To all the spirits of those who lost their lives in the Sewol Ferry disaster!
To all the spirits of those who have died on land, in the ocean or in any river, whether your descendants offered you a memorial ceremony or not!
In my earnest wish for you to let go of all clinging love, attachments, resentments and lingering remorse, and in my earnest wish for you to celebrate forever the joy of Truth in the blissful sphere of the Buddha’s land, I offer this lofty and noble Dharma talk to you. I hope you accept and embrace it well.
Life is but a fragment of the razor-sharp sword of Truth.
Death is but a fragment of the razor-sharp sword of Truth.
The razor-sharp sword of Truth emits a brilliant light.
This light breaks and shatters the four continents.
This is the mind of all Buddhas.
This is the mind of all Patriarchs.
This is the inherent pure mind of all sentient beings.

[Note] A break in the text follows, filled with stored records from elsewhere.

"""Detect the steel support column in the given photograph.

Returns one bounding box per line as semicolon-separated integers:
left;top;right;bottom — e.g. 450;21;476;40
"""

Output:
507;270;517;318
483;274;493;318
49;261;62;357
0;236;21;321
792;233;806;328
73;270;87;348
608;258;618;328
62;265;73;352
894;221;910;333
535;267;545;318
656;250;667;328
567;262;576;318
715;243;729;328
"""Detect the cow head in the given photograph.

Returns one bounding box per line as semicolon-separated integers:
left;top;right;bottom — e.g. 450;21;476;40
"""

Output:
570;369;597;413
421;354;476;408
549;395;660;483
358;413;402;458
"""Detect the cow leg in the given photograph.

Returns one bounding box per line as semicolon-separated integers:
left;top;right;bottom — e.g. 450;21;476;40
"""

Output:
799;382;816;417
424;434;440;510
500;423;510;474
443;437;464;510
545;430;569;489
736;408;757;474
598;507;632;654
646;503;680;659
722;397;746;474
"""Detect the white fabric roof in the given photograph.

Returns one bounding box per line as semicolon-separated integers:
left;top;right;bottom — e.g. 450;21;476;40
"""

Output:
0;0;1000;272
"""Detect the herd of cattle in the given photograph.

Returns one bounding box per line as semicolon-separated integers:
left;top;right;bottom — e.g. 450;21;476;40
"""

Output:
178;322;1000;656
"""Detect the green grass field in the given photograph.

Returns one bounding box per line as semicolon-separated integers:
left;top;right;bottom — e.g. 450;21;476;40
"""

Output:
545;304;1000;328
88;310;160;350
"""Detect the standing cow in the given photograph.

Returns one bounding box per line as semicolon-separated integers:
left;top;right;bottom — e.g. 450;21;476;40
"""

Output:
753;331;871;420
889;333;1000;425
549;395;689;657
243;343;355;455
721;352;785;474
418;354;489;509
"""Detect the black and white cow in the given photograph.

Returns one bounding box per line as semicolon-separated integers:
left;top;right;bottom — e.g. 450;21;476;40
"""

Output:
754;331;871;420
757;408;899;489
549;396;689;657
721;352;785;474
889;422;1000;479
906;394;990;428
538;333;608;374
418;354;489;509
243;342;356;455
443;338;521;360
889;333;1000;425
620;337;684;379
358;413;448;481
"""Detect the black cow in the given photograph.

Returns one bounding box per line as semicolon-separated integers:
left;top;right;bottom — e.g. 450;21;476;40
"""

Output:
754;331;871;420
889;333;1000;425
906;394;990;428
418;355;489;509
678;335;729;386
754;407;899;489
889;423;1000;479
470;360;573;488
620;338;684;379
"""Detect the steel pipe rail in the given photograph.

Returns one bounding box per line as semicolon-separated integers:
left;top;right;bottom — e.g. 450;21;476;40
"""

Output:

In this pure mind there is no birth and death, no coming and going.
It can be as vast as one billion worlds, or as small as a tiny speck of dirt.
It is inconceivably free and one’s response to it can be boundless.
An offering like this is presented to the Buddhas of the three ages.
An offering like this is presented to all beings in the cycle of existence.
An offering like this is presented to all spirits who have passed away on land.
An offering like this is presented to all spirits who have passed away in rivers and oceans.
Is this mind or Buddha?
If one knows that this is neither mind nor Buddha,
A great teacher from the South allows the knowing.
A great teacher from the South doesn’t allow the knowing.